Manipulating three-dimensional (3D) deformable objects presents significant challenges for robotic systems due to their infinite-dimensional state space and complex deformable dynamics. This paper proposes a novel model-free approach for shape control with constraints imposed on key points. Unlike existing methods that rely on feature dimensionality reduction, the proposed controller leverages the coordinates of key points as the feature vector, which are extracted from the deformable object's point cloud using deep learning methods. This approach not only reduces the dimensionality of the feature space but also retains the spatial information of the object. By extracting key points, the manipulation of deformable objects is simplified into a visual servoing problem, where the shape dynamics are described using a deformation Jacobian matrix. To enhance control accuracy, a prescribed performance control method is developed by integrating barrier Lyapunov functions (BLF) to enforce constraints on the key points. The stability of the closed-loop system is rigorously analyzed and verified using the Lyapunov method. Experimental results further demonstrate the effectiveness and robustness of the proposed method.

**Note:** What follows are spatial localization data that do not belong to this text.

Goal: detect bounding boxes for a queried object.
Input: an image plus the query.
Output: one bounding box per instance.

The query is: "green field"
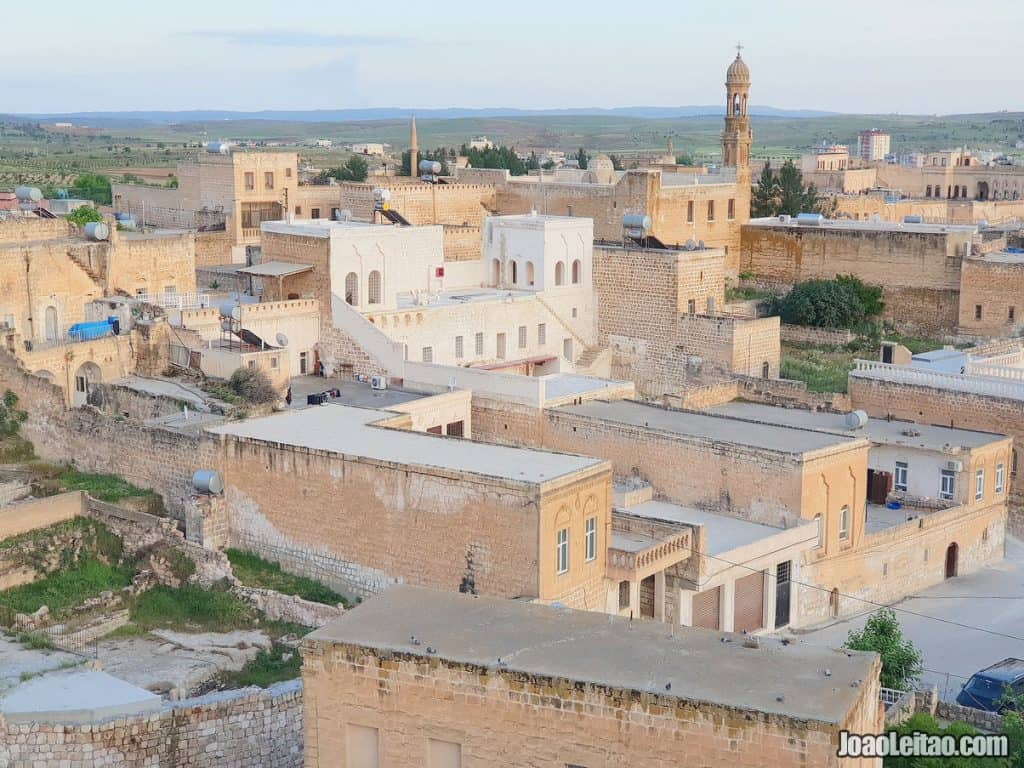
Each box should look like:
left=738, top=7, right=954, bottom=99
left=2, top=111, right=1023, bottom=192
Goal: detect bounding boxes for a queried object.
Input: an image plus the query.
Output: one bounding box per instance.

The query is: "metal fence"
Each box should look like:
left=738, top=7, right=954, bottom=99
left=0, top=605, right=98, bottom=659
left=879, top=686, right=908, bottom=708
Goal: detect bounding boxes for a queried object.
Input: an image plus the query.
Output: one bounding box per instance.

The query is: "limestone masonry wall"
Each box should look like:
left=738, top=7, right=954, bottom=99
left=0, top=680, right=303, bottom=768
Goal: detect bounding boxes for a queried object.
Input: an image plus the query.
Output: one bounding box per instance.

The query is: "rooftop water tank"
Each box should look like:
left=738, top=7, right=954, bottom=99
left=15, top=186, right=43, bottom=202
left=621, top=214, right=652, bottom=231
left=192, top=469, right=224, bottom=495
left=372, top=188, right=391, bottom=203
left=844, top=410, right=869, bottom=429
left=206, top=142, right=232, bottom=154
left=83, top=222, right=109, bottom=241
left=796, top=213, right=824, bottom=226
left=419, top=160, right=442, bottom=175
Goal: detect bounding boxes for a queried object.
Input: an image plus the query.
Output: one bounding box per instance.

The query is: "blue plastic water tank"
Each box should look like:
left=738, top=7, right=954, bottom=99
left=67, top=321, right=112, bottom=342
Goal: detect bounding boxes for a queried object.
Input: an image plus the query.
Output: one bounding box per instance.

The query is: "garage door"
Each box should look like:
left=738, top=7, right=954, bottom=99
left=692, top=587, right=721, bottom=630
left=734, top=571, right=765, bottom=633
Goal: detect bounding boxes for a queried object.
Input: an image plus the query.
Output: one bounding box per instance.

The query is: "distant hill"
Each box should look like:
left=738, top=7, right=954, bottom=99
left=4, top=105, right=838, bottom=126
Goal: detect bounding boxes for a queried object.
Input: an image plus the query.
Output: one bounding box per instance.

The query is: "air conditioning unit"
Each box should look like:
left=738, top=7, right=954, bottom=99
left=946, top=460, right=963, bottom=472
left=370, top=375, right=387, bottom=391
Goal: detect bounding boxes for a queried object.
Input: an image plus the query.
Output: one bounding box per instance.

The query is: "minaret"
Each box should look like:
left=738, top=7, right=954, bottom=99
left=409, top=116, right=419, bottom=178
left=721, top=44, right=752, bottom=177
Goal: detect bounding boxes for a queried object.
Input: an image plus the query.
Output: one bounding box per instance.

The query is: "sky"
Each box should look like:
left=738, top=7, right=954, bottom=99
left=4, top=0, right=1021, bottom=115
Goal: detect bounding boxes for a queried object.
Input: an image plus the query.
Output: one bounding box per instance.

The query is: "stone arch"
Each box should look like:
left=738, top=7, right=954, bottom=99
left=571, top=259, right=581, bottom=284
left=511, top=260, right=518, bottom=285
left=33, top=369, right=55, bottom=383
left=525, top=261, right=535, bottom=286
left=344, top=272, right=359, bottom=306
left=555, top=261, right=565, bottom=286
left=977, top=181, right=990, bottom=201
left=367, top=270, right=382, bottom=305
left=72, top=361, right=102, bottom=407
left=490, top=258, right=501, bottom=286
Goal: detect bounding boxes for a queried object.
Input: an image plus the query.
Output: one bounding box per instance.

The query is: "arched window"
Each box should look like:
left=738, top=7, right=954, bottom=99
left=511, top=260, right=518, bottom=285
left=44, top=306, right=58, bottom=342
left=367, top=270, right=382, bottom=305
left=761, top=361, right=770, bottom=379
left=571, top=259, right=581, bottom=284
left=526, top=261, right=535, bottom=286
left=555, top=261, right=565, bottom=286
left=925, top=185, right=932, bottom=197
left=344, top=272, right=358, bottom=306
left=491, top=258, right=501, bottom=286
left=1012, top=449, right=1019, bottom=478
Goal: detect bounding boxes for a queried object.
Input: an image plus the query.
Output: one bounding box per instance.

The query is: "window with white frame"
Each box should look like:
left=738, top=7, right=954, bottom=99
left=475, top=332, right=484, bottom=356
left=518, top=325, right=527, bottom=349
left=537, top=323, right=546, bottom=345
left=455, top=335, right=464, bottom=359
left=996, top=463, right=1005, bottom=494
left=814, top=514, right=822, bottom=548
left=422, top=346, right=433, bottom=363
left=940, top=469, right=955, bottom=500
left=585, top=517, right=596, bottom=561
left=556, top=528, right=569, bottom=574
left=838, top=506, right=850, bottom=541
left=975, top=468, right=985, bottom=501
left=894, top=461, right=908, bottom=492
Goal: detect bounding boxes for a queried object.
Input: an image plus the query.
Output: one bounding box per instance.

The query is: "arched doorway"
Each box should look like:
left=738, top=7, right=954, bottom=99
left=977, top=181, right=990, bottom=201
left=44, top=306, right=58, bottom=342
left=72, top=361, right=102, bottom=407
left=945, top=543, right=959, bottom=578
left=490, top=258, right=501, bottom=287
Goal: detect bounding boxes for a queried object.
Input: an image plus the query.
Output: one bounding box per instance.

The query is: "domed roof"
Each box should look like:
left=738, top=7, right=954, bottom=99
left=726, top=53, right=750, bottom=83
left=589, top=154, right=614, bottom=172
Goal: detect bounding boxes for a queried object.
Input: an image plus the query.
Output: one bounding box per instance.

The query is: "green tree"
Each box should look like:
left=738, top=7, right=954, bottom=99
left=610, top=154, right=624, bottom=171
left=525, top=152, right=541, bottom=171
left=884, top=713, right=1007, bottom=768
left=836, top=274, right=885, bottom=317
left=574, top=147, right=589, bottom=170
left=400, top=147, right=452, bottom=177
left=70, top=173, right=112, bottom=205
left=844, top=609, right=922, bottom=690
left=458, top=144, right=527, bottom=175
left=0, top=390, right=28, bottom=438
left=675, top=153, right=695, bottom=166
left=319, top=154, right=369, bottom=183
left=64, top=206, right=103, bottom=227
left=776, top=279, right=865, bottom=328
left=751, top=159, right=832, bottom=217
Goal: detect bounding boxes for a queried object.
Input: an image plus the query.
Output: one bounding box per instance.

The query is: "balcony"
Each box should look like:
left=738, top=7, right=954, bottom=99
left=606, top=528, right=693, bottom=582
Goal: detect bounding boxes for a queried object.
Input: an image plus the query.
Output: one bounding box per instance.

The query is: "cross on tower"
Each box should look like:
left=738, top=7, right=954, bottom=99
left=735, top=42, right=743, bottom=57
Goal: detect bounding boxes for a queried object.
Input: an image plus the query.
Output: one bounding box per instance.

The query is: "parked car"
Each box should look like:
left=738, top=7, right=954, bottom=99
left=956, top=658, right=1024, bottom=712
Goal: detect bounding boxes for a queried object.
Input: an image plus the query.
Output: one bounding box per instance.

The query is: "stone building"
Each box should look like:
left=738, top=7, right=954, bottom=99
left=302, top=586, right=883, bottom=768
left=457, top=51, right=754, bottom=275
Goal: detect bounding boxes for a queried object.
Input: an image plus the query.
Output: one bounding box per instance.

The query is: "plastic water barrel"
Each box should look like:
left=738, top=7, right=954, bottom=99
left=192, top=469, right=224, bottom=495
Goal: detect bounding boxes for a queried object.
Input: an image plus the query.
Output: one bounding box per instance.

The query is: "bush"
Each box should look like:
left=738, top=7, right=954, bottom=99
left=220, top=643, right=302, bottom=688
left=836, top=274, right=885, bottom=317
left=776, top=279, right=865, bottom=328
left=131, top=584, right=253, bottom=632
left=228, top=367, right=278, bottom=405
left=226, top=549, right=346, bottom=606
left=64, top=206, right=103, bottom=228
left=844, top=608, right=922, bottom=690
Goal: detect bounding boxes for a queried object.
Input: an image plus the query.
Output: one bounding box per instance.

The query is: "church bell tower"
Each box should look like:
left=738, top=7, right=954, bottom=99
left=722, top=44, right=752, bottom=177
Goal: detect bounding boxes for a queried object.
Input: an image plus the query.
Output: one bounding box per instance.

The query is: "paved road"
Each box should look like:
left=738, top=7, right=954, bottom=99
left=795, top=536, right=1024, bottom=701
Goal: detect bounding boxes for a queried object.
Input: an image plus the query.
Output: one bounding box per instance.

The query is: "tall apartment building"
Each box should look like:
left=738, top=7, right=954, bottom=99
left=858, top=129, right=891, bottom=162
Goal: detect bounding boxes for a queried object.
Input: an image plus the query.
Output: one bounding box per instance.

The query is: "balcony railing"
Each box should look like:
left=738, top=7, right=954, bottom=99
left=136, top=292, right=211, bottom=309
left=607, top=529, right=692, bottom=581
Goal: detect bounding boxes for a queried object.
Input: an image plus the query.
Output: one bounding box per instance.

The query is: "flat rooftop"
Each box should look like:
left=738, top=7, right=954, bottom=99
left=208, top=403, right=603, bottom=484
left=288, top=375, right=428, bottom=411
left=969, top=251, right=1024, bottom=264
left=620, top=499, right=802, bottom=556
left=393, top=287, right=536, bottom=310
left=308, top=586, right=876, bottom=724
left=542, top=374, right=631, bottom=400
left=555, top=400, right=856, bottom=454
left=746, top=216, right=977, bottom=235
left=705, top=402, right=1005, bottom=453
left=0, top=669, right=161, bottom=724
left=262, top=219, right=439, bottom=239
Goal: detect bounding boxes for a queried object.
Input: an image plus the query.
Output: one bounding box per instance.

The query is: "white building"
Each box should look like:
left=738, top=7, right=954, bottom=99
left=468, top=136, right=493, bottom=151
left=352, top=143, right=388, bottom=156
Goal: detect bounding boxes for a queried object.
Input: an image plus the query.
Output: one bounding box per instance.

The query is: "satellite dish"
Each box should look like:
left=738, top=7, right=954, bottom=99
left=276, top=332, right=289, bottom=348
left=684, top=239, right=697, bottom=251
left=230, top=306, right=242, bottom=321
left=219, top=318, right=232, bottom=332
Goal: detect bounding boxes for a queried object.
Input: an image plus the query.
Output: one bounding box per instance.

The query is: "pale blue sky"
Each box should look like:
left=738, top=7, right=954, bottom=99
left=5, top=0, right=1019, bottom=114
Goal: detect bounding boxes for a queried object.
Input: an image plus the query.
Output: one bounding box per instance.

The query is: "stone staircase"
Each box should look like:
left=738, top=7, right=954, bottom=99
left=574, top=345, right=613, bottom=378
left=66, top=247, right=103, bottom=284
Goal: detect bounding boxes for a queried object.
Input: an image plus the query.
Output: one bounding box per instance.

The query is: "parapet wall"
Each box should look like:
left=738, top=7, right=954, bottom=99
left=0, top=680, right=303, bottom=768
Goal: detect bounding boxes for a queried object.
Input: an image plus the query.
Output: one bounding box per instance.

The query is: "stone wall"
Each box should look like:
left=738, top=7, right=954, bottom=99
left=958, top=256, right=1024, bottom=336
left=780, top=324, right=856, bottom=346
left=194, top=229, right=234, bottom=267
left=0, top=680, right=303, bottom=768
left=301, top=640, right=880, bottom=768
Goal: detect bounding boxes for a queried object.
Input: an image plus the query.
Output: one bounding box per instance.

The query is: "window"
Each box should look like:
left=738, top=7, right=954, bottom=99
left=285, top=167, right=292, bottom=178
left=707, top=200, right=715, bottom=221
left=455, top=336, right=464, bottom=359
left=926, top=185, right=932, bottom=197
left=345, top=272, right=359, bottom=305
left=422, top=346, right=433, bottom=363
left=311, top=208, right=321, bottom=219
left=555, top=261, right=565, bottom=286
left=838, top=506, right=850, bottom=541
left=367, top=270, right=382, bottom=305
left=244, top=172, right=255, bottom=191
left=264, top=171, right=274, bottom=190
left=445, top=421, right=464, bottom=438
left=537, top=323, right=546, bottom=345
left=687, top=200, right=694, bottom=223
left=556, top=528, right=569, bottom=574
left=496, top=332, right=506, bottom=359
left=294, top=205, right=302, bottom=216
left=975, top=305, right=983, bottom=321
left=526, top=261, right=535, bottom=286
left=571, top=307, right=578, bottom=319
left=1014, top=450, right=1019, bottom=478
left=571, top=259, right=581, bottom=284
left=164, top=285, right=176, bottom=295
left=75, top=375, right=86, bottom=393
left=761, top=361, right=770, bottom=379
left=975, top=468, right=985, bottom=501
left=814, top=514, right=823, bottom=548
left=894, top=461, right=908, bottom=492
left=585, top=517, right=596, bottom=561
left=940, top=469, right=955, bottom=500
left=518, top=325, right=527, bottom=349
left=618, top=580, right=630, bottom=610
left=475, top=332, right=484, bottom=356
left=996, top=463, right=1005, bottom=494
left=1010, top=306, right=1016, bottom=322
left=427, top=425, right=443, bottom=434
left=727, top=198, right=736, bottom=220
left=429, top=739, right=462, bottom=768
left=687, top=299, right=696, bottom=315
left=270, top=356, right=279, bottom=369
left=247, top=360, right=256, bottom=369
left=347, top=724, right=379, bottom=768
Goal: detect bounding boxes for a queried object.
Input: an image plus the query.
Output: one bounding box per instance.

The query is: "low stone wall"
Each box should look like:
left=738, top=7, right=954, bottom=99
left=232, top=585, right=344, bottom=628
left=736, top=375, right=853, bottom=412
left=935, top=699, right=1004, bottom=733
left=0, top=680, right=303, bottom=768
left=780, top=324, right=856, bottom=346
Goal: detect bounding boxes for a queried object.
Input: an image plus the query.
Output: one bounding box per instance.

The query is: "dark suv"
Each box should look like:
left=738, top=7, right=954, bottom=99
left=957, top=658, right=1024, bottom=712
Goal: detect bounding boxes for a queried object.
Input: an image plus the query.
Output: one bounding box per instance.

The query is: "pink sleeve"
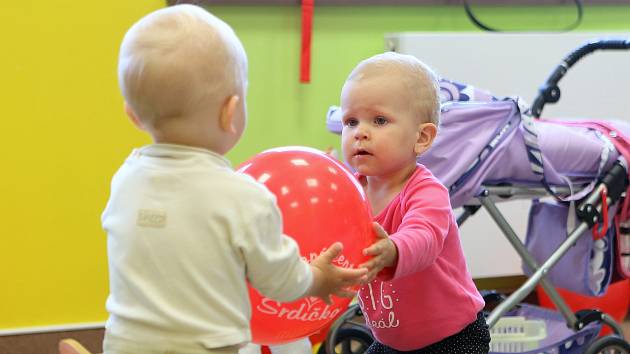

翻译：三维变形物体的操纵因其无限维状态空间和复杂的变形动力学而对机器人系统提出了重大挑战。本文提出了一种新颖的无模型方法，用于在关键点上施加约束的形状控制。与现有依赖特征降维的方法不同，所提出的控制器利用关键点的坐标作为特征向量，这些关键点是通过深度学习方法从变形物体的点云中提取的。该方法不仅降低了特征空间的维度，还保留了物体的空间信息。通过提取关键点，变形物体的操纵被简化为一个视觉伺服问题，其中形状动力学使用变形雅可比矩阵进行描述。为了提高控制精度，通过集成障碍李雅普诺夫函数（BLF）来对关键点施加约束，从而开发了一种预定性能控制方法。闭环系统的稳定性通过李雅普诺夫方法进行了严格的分析和验证。实验结果进一步证明了所提方法的有效性和鲁棒性。